Diğer insanların hiçbiri de umrumda olmuyor bana değer versin vermesin. Bir kaç defa görüşüp sonrasında yol vermekten sıkıldım ama hayatımda olmalarını da uzun vaade de istemiyorum.

Dediğim gibi senin sorunun bu. Teşhisin yanlış. Senin kadar ağır kendini kandıranını az gördüm ama bu çok gördüğüm bir olay. Herkesin senden kaçtığını anlayamayacak kadar egonda boğulmuşsun.

Şu kelimelere baksana, tek bir kadının, şu an başkası ile hoplayan bir kadının önündeki mide bulandırıcı ezikliğini, başkaları hakkında “hiçbiri umrumda değil”, “yol veriyorum” gibi büyüklenmeci kelimelerle bastırmaya çalışıyorsun! Tipik narsist aşağılık kompleksi ve onu kapamak için sergilenen büyüklenmeler.

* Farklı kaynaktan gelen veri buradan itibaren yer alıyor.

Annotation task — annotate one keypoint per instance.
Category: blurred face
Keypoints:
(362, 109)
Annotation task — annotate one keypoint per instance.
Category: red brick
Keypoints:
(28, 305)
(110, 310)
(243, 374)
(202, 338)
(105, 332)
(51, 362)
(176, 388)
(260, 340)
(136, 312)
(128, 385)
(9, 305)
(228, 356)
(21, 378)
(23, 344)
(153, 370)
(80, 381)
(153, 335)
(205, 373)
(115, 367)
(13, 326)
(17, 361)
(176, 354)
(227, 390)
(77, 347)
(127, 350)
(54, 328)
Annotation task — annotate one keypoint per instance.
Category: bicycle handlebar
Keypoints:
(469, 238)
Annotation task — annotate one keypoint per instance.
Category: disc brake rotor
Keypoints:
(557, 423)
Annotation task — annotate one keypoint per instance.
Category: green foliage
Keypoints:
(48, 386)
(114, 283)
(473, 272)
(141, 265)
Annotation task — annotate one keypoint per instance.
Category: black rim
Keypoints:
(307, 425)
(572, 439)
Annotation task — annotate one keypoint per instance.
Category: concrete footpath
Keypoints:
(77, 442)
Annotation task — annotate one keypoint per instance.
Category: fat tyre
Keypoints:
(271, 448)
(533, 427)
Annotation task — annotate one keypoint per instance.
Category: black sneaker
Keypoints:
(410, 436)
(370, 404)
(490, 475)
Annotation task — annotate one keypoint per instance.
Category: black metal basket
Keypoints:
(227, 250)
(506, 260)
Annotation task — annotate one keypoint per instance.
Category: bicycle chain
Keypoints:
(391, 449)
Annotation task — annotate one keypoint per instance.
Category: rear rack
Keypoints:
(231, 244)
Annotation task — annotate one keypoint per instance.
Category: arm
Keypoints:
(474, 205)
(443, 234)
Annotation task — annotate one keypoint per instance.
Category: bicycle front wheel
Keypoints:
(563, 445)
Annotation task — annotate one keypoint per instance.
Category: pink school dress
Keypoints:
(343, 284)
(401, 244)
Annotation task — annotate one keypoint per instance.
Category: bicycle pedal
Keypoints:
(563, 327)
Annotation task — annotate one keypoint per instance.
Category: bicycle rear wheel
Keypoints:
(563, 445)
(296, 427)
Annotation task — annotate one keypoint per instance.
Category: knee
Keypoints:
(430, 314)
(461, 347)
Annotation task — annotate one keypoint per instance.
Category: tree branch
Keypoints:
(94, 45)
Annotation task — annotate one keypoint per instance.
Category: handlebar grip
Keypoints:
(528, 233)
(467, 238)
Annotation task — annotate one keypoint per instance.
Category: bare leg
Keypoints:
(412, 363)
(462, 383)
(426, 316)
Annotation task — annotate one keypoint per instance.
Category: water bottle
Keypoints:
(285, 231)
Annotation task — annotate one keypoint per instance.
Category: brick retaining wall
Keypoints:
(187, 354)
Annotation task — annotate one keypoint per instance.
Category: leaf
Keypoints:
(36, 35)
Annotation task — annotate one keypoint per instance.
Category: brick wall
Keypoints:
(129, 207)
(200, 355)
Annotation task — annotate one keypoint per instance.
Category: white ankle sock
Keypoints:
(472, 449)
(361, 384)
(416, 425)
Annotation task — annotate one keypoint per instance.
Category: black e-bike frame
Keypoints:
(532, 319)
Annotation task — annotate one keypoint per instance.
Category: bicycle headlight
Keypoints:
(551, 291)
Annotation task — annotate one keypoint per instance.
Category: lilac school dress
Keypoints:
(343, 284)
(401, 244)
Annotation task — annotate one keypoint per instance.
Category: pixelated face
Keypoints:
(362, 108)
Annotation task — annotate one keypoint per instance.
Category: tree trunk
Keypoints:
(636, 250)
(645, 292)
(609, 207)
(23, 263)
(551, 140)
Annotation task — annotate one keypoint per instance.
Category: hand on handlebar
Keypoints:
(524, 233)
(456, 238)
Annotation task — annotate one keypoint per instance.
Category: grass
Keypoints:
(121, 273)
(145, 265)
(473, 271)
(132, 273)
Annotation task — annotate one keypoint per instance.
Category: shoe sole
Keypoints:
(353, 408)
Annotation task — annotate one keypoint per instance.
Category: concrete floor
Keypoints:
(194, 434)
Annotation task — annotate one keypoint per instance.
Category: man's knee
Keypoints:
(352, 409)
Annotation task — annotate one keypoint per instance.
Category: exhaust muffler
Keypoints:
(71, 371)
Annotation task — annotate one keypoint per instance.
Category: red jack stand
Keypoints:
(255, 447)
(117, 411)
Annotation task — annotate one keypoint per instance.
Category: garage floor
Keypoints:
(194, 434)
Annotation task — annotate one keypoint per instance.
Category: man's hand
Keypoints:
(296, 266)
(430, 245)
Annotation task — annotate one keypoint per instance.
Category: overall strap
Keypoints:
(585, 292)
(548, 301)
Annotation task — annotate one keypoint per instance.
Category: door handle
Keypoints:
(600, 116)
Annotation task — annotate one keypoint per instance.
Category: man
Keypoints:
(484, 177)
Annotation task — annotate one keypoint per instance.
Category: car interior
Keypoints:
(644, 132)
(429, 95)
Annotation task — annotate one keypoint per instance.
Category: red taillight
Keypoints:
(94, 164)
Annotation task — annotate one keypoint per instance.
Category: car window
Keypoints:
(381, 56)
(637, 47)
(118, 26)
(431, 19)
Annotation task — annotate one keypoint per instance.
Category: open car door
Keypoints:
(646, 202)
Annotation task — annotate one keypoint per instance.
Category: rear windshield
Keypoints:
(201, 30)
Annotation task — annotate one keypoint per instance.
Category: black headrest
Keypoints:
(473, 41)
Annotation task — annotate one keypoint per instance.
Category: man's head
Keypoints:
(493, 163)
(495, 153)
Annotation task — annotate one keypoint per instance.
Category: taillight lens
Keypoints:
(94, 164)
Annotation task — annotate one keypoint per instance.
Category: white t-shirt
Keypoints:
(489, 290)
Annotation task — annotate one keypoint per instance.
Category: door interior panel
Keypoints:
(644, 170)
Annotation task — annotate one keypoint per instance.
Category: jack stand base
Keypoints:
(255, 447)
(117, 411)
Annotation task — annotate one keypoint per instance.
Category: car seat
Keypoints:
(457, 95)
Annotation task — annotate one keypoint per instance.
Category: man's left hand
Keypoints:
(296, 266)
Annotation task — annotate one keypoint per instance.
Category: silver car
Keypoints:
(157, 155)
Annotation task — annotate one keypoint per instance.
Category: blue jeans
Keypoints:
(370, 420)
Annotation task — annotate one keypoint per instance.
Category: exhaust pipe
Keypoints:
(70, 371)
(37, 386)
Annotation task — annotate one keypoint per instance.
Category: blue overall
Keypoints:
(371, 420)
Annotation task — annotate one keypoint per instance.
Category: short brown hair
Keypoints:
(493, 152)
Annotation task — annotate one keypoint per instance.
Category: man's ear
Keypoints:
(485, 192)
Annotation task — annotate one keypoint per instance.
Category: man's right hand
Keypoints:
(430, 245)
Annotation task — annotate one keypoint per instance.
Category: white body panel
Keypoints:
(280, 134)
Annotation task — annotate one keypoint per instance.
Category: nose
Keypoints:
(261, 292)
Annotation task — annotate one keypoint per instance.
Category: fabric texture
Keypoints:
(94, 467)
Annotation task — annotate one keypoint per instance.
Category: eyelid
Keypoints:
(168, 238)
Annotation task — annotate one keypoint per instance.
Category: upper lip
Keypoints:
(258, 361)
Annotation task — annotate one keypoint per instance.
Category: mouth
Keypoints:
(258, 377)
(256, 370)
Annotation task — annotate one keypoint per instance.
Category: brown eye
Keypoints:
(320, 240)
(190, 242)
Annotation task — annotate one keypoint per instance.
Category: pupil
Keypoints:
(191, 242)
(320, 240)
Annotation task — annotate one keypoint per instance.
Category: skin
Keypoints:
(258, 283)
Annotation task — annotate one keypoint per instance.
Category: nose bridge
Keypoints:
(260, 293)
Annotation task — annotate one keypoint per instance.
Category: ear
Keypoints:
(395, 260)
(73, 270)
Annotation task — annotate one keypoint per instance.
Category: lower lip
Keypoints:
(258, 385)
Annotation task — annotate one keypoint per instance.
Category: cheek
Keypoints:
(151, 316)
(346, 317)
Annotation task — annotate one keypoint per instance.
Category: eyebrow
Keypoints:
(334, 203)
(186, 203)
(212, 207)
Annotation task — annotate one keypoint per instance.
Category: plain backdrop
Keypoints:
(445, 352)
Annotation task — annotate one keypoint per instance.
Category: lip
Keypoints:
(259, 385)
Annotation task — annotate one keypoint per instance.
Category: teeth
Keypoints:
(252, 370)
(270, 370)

O kızlara karşı hissinin olmama sebebi, senin her yerinden akan oneitis zavallılığı. Onlar da sana o kadar meraklı olmuyorlar zira oldukça itici oluyorsun. Oneitis zavallılığından kaçıngan olan erkeğe anca kendine güven problemi ciddi boyutta olan kız düşer, onu da sen beğenmezsin. Yani hissiyatsızlığını sakın senin hayatına girenleri istememenden ibaret sanma. Hangi normal kadın 2 sene boyunca eski sevgilisini unutamayacak kadar düşmüş bir erkeği çekici bulur ki? Senin doyurucu bir şey bulamamanda, isteyebileceğin kadınlara itici olmanın payı çok daha büyük.

Sizinle seans yapmam daha mı mantıklı olur bana yol gösterebilir misiniz?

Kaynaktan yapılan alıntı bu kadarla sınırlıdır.